Acapulco F.C.
- Full name: Acapulco Fútbol Club
- Founded: 4 June 2020; 6 years ago
- Dissolved: 17 November 2020; 5 years ago
- Ground: Unidad Deportiva Acapulco Acapulco, Guerrero
- Capacity: 13,000
- Chairman: TBA
- League: Liga de Balompié Mexicano
| Home colours | Away colours |

= Acapulco F.C. =

Mexican association football club

Acapulco Fútbol Club was a Mexican professional football team based in Acapulco, Guerrero that played in Liga de Balompié Mexicano.

==History==
The team was announced on June 4, 2020 during the celebration of a meeting of teams of the Liga de Balompié Mexicano, becoming the eighth official franchise of the new league. At the time of its foundation, the club had orange and black as its official colors.
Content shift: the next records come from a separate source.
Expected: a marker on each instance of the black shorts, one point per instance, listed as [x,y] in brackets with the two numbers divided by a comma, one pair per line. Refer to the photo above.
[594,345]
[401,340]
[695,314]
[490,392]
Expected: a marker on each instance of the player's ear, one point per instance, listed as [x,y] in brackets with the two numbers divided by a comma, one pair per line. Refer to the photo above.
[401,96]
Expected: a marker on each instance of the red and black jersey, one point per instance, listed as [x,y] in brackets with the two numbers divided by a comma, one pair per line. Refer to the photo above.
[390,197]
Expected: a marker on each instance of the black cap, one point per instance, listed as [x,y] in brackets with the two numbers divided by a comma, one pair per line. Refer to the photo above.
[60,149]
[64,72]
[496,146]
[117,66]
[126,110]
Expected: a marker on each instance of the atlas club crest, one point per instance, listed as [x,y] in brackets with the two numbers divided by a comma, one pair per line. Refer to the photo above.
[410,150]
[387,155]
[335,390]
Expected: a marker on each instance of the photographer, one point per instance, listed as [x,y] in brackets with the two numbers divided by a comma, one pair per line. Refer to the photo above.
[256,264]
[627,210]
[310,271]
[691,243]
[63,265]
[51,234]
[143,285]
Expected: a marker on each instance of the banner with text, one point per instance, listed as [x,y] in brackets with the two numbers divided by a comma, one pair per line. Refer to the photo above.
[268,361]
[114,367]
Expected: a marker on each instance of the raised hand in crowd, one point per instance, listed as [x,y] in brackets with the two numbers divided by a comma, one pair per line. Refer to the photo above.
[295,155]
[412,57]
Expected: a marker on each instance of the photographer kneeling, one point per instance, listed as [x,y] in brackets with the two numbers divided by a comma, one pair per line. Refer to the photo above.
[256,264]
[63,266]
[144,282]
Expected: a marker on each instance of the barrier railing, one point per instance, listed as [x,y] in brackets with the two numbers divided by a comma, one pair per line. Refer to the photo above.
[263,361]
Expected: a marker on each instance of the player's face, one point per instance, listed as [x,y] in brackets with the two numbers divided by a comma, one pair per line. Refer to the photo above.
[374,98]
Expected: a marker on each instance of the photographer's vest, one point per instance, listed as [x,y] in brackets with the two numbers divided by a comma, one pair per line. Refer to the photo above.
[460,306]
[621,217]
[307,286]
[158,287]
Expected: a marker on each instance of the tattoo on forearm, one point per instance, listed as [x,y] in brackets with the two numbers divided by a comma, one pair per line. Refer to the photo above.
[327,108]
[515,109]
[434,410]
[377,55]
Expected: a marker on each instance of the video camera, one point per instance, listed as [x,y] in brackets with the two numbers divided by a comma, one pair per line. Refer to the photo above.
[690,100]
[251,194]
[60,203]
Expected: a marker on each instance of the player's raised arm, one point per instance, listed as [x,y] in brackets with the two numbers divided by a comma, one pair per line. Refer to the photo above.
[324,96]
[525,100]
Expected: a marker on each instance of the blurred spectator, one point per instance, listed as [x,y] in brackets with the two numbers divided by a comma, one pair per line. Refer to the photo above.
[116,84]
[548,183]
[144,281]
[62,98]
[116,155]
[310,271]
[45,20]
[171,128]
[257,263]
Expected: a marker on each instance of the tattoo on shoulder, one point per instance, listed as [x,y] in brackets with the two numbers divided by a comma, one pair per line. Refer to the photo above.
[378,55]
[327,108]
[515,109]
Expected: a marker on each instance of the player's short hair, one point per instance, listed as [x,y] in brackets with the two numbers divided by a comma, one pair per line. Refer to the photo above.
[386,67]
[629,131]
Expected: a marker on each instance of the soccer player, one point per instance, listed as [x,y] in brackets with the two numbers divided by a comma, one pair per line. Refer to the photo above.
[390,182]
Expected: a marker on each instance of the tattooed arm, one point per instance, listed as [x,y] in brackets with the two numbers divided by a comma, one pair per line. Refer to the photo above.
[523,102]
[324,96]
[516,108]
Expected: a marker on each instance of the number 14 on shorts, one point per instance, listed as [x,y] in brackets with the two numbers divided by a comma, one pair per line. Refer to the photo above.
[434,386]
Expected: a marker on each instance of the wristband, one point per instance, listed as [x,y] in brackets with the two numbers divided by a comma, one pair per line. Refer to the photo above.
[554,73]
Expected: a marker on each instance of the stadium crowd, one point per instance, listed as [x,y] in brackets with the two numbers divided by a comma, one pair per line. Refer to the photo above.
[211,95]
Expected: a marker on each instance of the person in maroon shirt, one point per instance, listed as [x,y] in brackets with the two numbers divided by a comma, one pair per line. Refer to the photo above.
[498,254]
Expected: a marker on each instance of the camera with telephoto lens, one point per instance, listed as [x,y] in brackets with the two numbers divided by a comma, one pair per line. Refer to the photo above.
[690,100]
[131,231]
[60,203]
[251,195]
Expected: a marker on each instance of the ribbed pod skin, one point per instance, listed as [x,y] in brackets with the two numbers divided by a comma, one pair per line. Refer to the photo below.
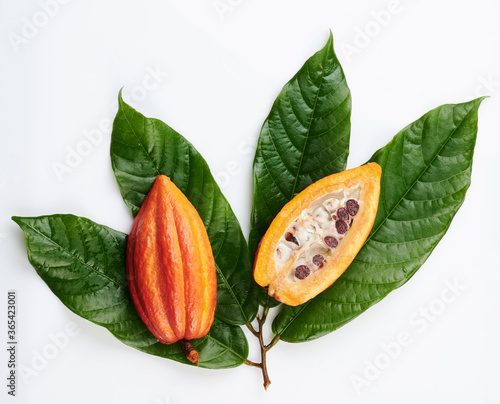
[170,266]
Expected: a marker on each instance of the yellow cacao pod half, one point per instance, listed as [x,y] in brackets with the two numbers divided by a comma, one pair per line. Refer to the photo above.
[316,235]
[170,268]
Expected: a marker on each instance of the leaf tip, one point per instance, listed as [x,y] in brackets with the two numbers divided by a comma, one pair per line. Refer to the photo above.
[17,219]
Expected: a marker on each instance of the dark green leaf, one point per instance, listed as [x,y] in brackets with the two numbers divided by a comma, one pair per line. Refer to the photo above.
[143,148]
[83,263]
[304,138]
[426,172]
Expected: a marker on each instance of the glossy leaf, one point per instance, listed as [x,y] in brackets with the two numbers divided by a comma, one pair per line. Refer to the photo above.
[426,172]
[304,138]
[143,148]
[83,263]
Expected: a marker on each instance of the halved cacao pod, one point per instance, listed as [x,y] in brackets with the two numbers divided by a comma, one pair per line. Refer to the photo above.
[171,269]
[316,235]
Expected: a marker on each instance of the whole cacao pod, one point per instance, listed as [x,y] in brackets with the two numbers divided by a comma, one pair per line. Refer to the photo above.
[170,268]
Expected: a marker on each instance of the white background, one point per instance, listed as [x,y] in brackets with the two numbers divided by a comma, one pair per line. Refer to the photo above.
[224,71]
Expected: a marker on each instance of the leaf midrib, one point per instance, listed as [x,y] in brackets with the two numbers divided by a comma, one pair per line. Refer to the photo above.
[308,129]
[74,256]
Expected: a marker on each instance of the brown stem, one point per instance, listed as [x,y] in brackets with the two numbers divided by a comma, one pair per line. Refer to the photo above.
[263,347]
[189,352]
[263,351]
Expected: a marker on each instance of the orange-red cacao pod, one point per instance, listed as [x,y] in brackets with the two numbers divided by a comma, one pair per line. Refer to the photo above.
[171,269]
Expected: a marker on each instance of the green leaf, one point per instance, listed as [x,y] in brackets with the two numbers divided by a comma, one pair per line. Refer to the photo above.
[83,263]
[304,138]
[143,148]
[426,172]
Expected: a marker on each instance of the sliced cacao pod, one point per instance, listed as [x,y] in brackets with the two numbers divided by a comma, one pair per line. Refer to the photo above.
[171,269]
[316,235]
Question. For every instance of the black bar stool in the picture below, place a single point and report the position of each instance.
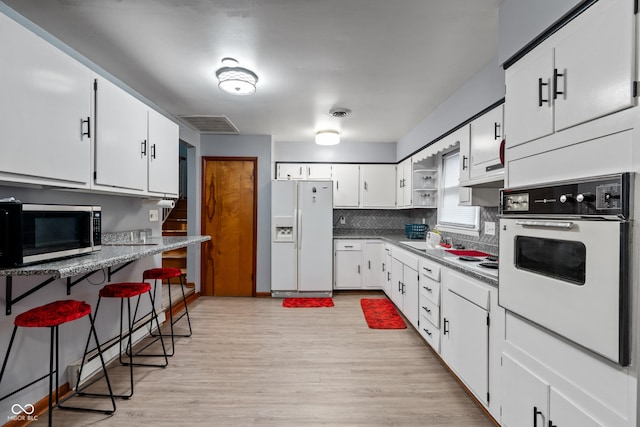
(167, 274)
(126, 291)
(51, 316)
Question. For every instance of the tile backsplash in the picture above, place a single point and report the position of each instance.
(391, 221)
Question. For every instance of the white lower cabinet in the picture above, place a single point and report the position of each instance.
(465, 333)
(429, 306)
(404, 284)
(359, 264)
(530, 401)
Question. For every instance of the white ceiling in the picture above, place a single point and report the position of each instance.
(391, 62)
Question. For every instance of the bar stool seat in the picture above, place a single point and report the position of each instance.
(168, 273)
(51, 316)
(126, 291)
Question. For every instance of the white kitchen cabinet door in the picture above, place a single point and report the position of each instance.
(484, 151)
(378, 186)
(464, 333)
(525, 397)
(291, 171)
(386, 268)
(319, 171)
(121, 145)
(346, 186)
(595, 55)
(397, 295)
(45, 110)
(163, 155)
(411, 298)
(528, 104)
(347, 264)
(374, 259)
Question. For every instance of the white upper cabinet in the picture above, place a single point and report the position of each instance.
(121, 143)
(584, 71)
(45, 111)
(163, 155)
(346, 186)
(291, 171)
(319, 171)
(377, 186)
(484, 146)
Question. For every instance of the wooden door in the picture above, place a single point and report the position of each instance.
(229, 216)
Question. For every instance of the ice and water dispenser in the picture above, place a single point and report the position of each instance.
(283, 228)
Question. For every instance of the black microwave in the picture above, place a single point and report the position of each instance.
(31, 233)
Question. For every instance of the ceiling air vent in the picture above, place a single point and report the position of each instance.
(211, 124)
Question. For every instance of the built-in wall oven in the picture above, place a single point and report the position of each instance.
(564, 260)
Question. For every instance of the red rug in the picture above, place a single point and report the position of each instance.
(381, 314)
(307, 302)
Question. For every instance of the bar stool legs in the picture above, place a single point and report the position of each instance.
(53, 315)
(156, 274)
(128, 291)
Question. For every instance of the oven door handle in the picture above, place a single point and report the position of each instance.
(564, 225)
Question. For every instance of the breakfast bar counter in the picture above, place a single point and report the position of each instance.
(117, 253)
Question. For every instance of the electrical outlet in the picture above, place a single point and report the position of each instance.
(490, 228)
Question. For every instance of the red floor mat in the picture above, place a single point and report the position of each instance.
(307, 302)
(381, 314)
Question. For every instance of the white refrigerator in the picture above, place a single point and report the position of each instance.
(301, 238)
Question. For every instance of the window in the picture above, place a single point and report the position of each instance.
(451, 217)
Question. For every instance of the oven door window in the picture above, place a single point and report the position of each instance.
(560, 259)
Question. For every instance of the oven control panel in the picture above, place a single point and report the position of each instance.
(600, 196)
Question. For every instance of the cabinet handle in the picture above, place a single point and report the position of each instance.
(540, 84)
(88, 132)
(535, 416)
(556, 92)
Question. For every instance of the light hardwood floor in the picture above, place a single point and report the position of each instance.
(252, 362)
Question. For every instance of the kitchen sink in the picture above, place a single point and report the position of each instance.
(420, 244)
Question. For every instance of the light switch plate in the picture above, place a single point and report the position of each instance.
(490, 228)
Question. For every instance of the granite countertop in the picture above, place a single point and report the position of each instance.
(109, 255)
(437, 255)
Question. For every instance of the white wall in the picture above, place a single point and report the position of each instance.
(346, 152)
(479, 92)
(251, 146)
(521, 21)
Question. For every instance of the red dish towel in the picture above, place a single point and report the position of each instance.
(466, 252)
(381, 314)
(307, 302)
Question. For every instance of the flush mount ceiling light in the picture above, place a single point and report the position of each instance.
(328, 137)
(234, 79)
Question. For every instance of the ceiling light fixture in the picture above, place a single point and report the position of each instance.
(234, 79)
(328, 137)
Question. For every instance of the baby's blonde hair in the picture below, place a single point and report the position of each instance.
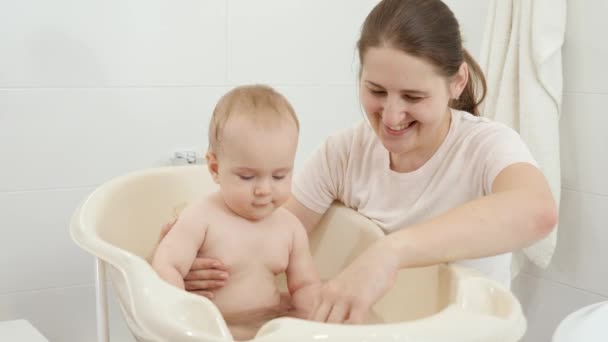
(259, 102)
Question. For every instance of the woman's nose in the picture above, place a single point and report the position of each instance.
(393, 112)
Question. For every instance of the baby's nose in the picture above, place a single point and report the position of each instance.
(262, 188)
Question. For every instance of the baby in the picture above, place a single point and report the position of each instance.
(253, 137)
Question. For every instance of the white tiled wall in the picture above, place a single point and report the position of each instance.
(577, 275)
(92, 90)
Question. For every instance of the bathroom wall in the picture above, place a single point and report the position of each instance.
(92, 90)
(577, 275)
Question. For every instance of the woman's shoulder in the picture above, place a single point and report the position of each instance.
(480, 128)
(356, 136)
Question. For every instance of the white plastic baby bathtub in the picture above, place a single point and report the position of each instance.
(120, 222)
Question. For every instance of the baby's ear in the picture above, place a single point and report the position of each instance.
(212, 165)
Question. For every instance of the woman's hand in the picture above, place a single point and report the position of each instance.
(349, 296)
(205, 275)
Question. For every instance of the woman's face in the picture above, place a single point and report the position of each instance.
(406, 102)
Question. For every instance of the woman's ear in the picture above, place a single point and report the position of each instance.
(459, 81)
(212, 165)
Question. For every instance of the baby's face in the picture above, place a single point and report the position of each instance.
(255, 164)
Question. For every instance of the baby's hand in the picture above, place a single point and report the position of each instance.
(205, 276)
(305, 299)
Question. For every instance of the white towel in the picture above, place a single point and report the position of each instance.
(521, 57)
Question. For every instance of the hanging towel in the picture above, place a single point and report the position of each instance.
(521, 57)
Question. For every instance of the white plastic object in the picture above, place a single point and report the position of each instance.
(588, 324)
(119, 223)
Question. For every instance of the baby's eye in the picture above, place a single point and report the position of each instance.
(377, 92)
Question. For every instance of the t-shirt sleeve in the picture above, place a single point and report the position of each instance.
(319, 182)
(502, 147)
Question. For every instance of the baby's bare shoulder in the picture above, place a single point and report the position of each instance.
(286, 219)
(202, 209)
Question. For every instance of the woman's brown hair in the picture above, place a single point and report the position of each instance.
(426, 29)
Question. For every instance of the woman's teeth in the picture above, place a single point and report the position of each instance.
(400, 127)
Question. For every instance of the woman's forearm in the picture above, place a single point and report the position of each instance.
(491, 225)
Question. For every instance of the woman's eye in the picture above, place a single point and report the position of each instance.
(412, 98)
(378, 92)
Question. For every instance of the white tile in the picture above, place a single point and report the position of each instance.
(585, 50)
(581, 254)
(52, 138)
(322, 111)
(471, 16)
(295, 42)
(583, 142)
(64, 314)
(108, 43)
(547, 303)
(36, 250)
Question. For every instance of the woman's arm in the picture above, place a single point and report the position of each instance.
(310, 219)
(520, 211)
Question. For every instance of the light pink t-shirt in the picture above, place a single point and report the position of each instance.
(354, 168)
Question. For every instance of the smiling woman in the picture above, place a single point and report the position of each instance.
(441, 182)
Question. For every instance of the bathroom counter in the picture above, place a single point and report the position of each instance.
(20, 330)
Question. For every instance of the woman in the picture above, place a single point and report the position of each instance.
(444, 184)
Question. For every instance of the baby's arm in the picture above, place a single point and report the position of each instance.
(303, 280)
(176, 252)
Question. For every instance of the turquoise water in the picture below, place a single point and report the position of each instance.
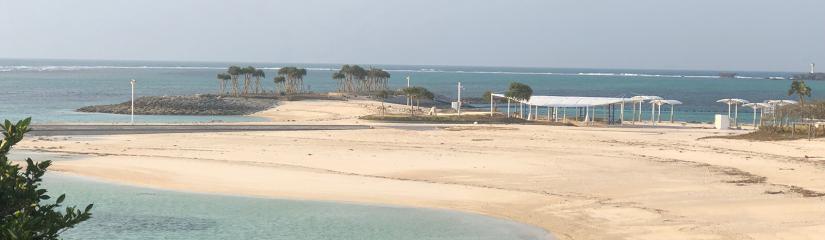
(123, 212)
(49, 90)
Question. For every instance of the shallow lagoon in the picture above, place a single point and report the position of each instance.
(124, 212)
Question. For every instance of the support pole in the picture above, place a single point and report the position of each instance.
(491, 105)
(736, 116)
(640, 111)
(548, 113)
(459, 99)
(132, 121)
(659, 113)
(621, 114)
(754, 118)
(508, 107)
(564, 115)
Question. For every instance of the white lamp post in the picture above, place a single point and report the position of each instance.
(132, 82)
(459, 99)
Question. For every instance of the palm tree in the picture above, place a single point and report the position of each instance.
(222, 78)
(339, 77)
(376, 79)
(234, 72)
(258, 75)
(279, 81)
(417, 93)
(354, 78)
(520, 92)
(294, 79)
(802, 90)
(383, 95)
(247, 74)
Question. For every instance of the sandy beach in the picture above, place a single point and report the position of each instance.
(576, 182)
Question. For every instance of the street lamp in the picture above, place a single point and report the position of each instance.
(133, 101)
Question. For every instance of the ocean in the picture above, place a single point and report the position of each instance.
(50, 90)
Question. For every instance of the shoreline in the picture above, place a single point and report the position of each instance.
(617, 183)
(79, 177)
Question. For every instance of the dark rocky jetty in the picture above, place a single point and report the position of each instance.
(186, 105)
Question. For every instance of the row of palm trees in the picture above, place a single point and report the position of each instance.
(290, 79)
(355, 79)
(251, 81)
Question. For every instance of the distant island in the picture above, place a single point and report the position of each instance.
(809, 76)
(202, 104)
(728, 75)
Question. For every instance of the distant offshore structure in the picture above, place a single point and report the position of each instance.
(813, 75)
(728, 75)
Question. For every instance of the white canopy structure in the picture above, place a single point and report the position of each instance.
(564, 101)
(781, 102)
(733, 102)
(588, 104)
(660, 102)
(640, 100)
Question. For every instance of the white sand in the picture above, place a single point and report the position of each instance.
(578, 183)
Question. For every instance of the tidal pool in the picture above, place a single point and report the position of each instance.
(125, 212)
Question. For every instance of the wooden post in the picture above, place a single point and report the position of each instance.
(491, 105)
(548, 113)
(508, 107)
(564, 115)
(621, 113)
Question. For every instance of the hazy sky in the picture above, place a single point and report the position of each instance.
(648, 34)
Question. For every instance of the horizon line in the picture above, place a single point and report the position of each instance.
(393, 64)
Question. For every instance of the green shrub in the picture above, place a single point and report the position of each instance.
(22, 214)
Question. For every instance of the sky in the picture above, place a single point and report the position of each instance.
(767, 35)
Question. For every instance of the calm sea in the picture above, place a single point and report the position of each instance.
(50, 90)
(125, 213)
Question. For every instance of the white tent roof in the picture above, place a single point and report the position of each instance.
(733, 101)
(757, 105)
(645, 98)
(565, 101)
(781, 102)
(671, 102)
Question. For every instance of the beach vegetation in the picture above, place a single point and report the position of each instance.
(356, 79)
(417, 93)
(383, 95)
(223, 79)
(280, 81)
(234, 73)
(27, 212)
(293, 79)
(258, 75)
(800, 89)
(519, 91)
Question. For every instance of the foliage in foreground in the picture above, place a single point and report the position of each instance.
(22, 214)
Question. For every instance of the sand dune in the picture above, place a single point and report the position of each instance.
(579, 183)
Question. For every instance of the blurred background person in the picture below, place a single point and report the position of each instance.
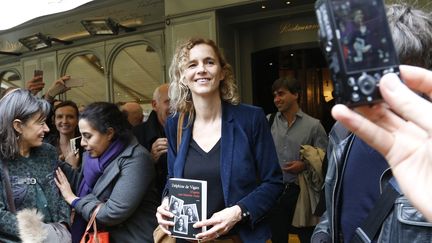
(151, 134)
(116, 172)
(291, 128)
(134, 111)
(32, 209)
(65, 121)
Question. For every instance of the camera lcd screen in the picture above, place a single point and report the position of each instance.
(365, 37)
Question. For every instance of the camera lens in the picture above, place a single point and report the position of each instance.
(367, 84)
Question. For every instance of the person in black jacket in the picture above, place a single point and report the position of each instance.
(151, 134)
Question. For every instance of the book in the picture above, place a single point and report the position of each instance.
(188, 202)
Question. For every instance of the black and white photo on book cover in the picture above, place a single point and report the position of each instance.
(188, 203)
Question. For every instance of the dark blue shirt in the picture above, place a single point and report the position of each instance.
(360, 186)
In August, the team had a change in its identity, going to use the colors blue, white and gold. On November 17, 2020 the team was disaffiliated by the LBM due to debts.

== Stadium ==
Unidad Deportiva Acapulco (English:Acapulco Sports Complex) is a sports complex composed of a 13,000-seat soccer and track and field stadium and a baseball stadium which can seat thousands of people. The soccer/track stadium, which originally seated 8,600, was the home to the dissolved Acapulco F.C. team of the Liga de Balompié Mexicano. The baseball stadium is currently used for amateur and semi-pro baseball, and skateboarding.